Within hours, RSF fighters were storming homes, demanding phones at gunpoint and looting property.
Satellite imagery analysed by Yale University’s Humanitarian Research Lab, which has been monitoring the war in Sudan, identified at least 150 clusters of objects consistent with human remains between October 26 and November 1.
Researchers documented systematic efforts to destroy evidence through burning and burial, with RSF vehicles present near the sites.
Sarra Majdoub, a former UN Security Council expert on Sudan, said in a post on X that a “machinery of disappearance” had been operating in the aftermath of the fall of the city, with thousands unaccounted for.
Ibrahim, the doctor, was also held by RSF fighters after being captured, with the fighters demanding a ransom. “I didn’t want to tell them I was a doctor, because they exploited doctors,” he said.
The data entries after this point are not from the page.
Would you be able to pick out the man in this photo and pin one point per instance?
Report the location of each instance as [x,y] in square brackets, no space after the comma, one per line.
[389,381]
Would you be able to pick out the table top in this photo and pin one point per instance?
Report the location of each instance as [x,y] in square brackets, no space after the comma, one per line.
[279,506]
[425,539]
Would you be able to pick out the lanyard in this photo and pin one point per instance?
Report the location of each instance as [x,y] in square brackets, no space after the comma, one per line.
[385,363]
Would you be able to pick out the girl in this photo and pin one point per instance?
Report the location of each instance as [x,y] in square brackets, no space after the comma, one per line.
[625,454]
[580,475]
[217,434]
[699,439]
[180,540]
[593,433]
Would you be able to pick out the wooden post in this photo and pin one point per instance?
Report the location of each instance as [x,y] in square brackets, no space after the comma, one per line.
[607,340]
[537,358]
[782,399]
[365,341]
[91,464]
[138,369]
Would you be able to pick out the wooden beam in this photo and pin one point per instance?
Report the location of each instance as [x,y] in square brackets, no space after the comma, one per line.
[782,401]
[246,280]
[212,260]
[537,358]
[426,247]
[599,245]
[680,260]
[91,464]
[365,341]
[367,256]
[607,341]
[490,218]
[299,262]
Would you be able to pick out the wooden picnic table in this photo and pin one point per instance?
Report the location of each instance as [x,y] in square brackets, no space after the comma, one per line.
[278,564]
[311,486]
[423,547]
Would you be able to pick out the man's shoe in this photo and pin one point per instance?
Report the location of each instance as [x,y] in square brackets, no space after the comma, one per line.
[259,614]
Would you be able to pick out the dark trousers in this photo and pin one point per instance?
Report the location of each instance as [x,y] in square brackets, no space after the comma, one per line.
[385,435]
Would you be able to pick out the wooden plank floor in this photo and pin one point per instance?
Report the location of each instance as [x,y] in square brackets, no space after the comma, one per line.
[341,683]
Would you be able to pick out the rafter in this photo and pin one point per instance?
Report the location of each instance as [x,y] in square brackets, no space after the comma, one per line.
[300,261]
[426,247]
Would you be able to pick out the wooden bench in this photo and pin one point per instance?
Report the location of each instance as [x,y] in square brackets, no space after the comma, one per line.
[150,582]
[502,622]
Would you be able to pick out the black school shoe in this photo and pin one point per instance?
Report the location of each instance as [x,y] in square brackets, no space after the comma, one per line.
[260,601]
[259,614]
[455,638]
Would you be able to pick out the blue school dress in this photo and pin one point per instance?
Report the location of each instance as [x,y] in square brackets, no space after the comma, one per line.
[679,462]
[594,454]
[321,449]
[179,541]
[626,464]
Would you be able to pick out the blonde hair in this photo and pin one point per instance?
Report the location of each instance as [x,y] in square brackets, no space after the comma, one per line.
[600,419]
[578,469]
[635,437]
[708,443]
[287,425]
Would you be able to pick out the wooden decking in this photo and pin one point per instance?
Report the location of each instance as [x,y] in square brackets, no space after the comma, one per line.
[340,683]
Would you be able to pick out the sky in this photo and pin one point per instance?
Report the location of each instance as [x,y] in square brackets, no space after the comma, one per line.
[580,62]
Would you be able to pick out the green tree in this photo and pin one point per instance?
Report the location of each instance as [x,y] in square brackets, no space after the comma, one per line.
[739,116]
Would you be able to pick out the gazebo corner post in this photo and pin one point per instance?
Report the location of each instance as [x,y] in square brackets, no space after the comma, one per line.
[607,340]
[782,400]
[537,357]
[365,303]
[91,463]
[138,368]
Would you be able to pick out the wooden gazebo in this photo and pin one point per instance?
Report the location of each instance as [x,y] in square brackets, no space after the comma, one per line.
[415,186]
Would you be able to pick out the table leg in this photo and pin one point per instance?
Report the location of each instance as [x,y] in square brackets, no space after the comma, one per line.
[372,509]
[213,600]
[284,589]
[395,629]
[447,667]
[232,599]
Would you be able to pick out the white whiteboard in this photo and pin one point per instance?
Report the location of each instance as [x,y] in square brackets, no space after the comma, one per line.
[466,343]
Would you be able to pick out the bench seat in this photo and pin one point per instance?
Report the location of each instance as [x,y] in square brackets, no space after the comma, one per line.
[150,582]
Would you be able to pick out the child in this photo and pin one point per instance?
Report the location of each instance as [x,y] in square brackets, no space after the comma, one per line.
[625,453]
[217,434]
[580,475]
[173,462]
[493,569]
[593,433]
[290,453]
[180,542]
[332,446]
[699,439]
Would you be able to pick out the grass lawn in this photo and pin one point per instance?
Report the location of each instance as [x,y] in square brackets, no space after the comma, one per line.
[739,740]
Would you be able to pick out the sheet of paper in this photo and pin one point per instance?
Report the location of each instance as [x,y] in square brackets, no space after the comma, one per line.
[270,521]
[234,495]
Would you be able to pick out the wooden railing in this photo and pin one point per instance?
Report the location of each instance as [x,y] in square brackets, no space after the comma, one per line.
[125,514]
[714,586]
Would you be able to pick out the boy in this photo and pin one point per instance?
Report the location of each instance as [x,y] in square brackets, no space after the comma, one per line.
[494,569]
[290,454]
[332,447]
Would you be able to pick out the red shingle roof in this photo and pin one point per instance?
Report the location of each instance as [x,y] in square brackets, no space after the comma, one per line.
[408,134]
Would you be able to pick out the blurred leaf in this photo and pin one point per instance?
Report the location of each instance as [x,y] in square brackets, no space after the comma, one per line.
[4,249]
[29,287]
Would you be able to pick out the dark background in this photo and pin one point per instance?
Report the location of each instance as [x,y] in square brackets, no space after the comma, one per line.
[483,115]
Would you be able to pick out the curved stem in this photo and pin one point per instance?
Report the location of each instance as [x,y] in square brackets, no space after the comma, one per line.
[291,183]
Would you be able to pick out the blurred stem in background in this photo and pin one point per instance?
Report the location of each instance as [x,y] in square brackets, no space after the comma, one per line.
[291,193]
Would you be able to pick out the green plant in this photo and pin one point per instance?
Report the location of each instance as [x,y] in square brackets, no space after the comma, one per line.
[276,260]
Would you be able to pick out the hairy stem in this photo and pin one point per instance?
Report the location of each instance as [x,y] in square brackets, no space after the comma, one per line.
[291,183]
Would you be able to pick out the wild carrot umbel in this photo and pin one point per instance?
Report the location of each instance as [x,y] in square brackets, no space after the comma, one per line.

After negotiating his ransom down from a $20,000 initial demand, his family paid $8,000 for his release, the AP report said.
The International Organization for Migration reported that more than 26,000 people fled el-Fasher in just two days following the October 26 takeover, with at least 106,387 people displaced by late November.
The United States, United Kingdom and European Union have imposed sanctions on RSF commanders in recent months.
Nazhat Shameem Khan, deputy prosecutor of the International Criminal Court, said war crimes and crimes against humanity were committed in el-Fasher “as a culmination of the city’s siege by the Rapid Support Forces”.
“The picture that’s emerging is appalling,” she told the UN Security Council last week, adding that “organised, widespread mass criminality” has been used “to assert control”.